Purespring Therapeutics, a University of Bristol spin-out, seeking to advance and commercialise its ground-breaking gene therapy technology for chronic kidney diseases. The company aims to address a global unmet need for renal conditions by directly targeting the glomerulus in the kidney, which could see treatment progress from lab to patients in three to four years.
The company required investment to commercialise the research pioneered by Professor Moin Saleem, Professor of Paediatric Renal Medicine at Bristol Medical School.
The University team approached the Cell and Gene Catapult as the obvious partner to provide expert input to efficiently progress the opportunity towards clinic.
The Commercialisation of Research team at Cell and Gene Therapy Catapult and the University of Bristol determined the need for gap analysis in order to create a new pre-clinical development plan.
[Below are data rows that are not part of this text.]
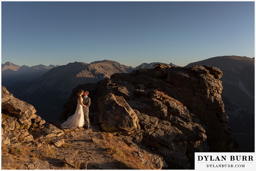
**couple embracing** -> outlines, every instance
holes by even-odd
[[[68,118],[67,121],[61,125],[65,129],[73,129],[77,127],[82,129],[85,124],[86,128],[90,126],[89,120],[89,107],[91,104],[91,99],[87,95],[89,92],[80,90],[77,94],[77,104],[75,114]]]

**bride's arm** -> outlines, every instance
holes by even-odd
[[[83,98],[81,95],[79,96],[79,101],[80,102],[80,104],[85,107],[86,107],[86,106],[83,104]]]

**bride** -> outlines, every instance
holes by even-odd
[[[67,121],[61,125],[63,128],[73,129],[77,127],[79,129],[83,129],[82,127],[85,123],[85,119],[83,111],[83,107],[86,107],[83,104],[83,98],[82,95],[83,94],[83,90],[79,90],[77,96],[77,105],[75,114],[68,118]]]

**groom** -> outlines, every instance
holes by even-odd
[[[89,129],[90,126],[90,122],[89,120],[89,107],[91,104],[91,99],[87,96],[89,94],[89,92],[85,91],[83,93],[83,104],[86,106],[86,107],[83,107],[83,111],[85,116],[85,128]]]

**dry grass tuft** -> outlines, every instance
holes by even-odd
[[[117,166],[120,169],[157,169],[155,166],[150,167],[143,164],[145,162],[151,163],[152,161],[146,155],[143,155],[144,161],[143,162],[141,158],[134,154],[134,152],[138,151],[138,149],[129,147],[122,142],[120,137],[114,136],[111,134],[106,133],[103,133],[102,136],[103,140],[101,145],[102,148],[106,150],[104,153],[117,161]],[[146,161],[145,162],[145,160]]]
[[[178,103],[180,105],[183,106],[183,103],[182,103],[178,100],[177,100],[176,99],[174,99],[172,97],[170,97],[167,94],[165,94],[163,92],[160,91],[158,90],[154,90],[154,92],[156,94],[160,94],[161,97],[162,98],[165,99],[170,99],[174,101],[176,103]]]
[[[63,144],[61,145],[61,146],[59,148],[70,148],[71,147],[73,147],[74,145],[71,143],[66,143],[65,144]]]

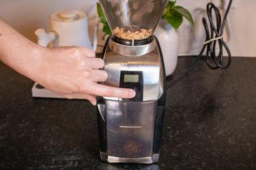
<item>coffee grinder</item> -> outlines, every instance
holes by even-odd
[[[130,99],[98,97],[100,158],[157,163],[165,107],[165,71],[153,33],[169,0],[100,0],[112,29],[102,58],[107,86],[134,89]]]

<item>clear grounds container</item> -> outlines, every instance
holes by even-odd
[[[106,101],[108,155],[122,158],[152,156],[157,101]]]
[[[169,0],[99,0],[112,33],[128,40],[153,35]]]

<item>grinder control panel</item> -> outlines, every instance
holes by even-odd
[[[143,71],[121,71],[120,88],[131,88],[135,90],[136,96],[124,101],[143,101]]]

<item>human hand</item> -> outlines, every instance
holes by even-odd
[[[106,80],[107,73],[99,70],[102,59],[96,58],[93,50],[83,47],[43,48],[34,79],[47,89],[68,99],[86,99],[96,104],[96,95],[132,98],[131,89],[114,88],[98,84]]]

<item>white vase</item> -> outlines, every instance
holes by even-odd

The Catapult Team then helped to prepare a submission to the MHRA Innovation Office and led the interaction. The outcome helped validate the assumptions of the new development plan and provided the University of Bristol with a clear route to human clinical trials of their technology. The Catapult and the University of Bristol also worked together on costing the pre-clinical development plan which further supported interactions with Purespring Therapeutics’ investors.
Through translating their research into a more investment-ready opportunity and gaining MHRA guidance on pre-clinical plans, this collaboration supported the interactions with investors which ultimately led to the creation of Purespring Therapeutics, who have recently secured a £45 million commitment from global healthcare company Syncona, in one of the largest single investments made to a new UK university biotech company.
Through this investment, Purespring Therapeutics will continue to develop its innovative gene therapies, which could see treatment progress from lab to patients in three to four years.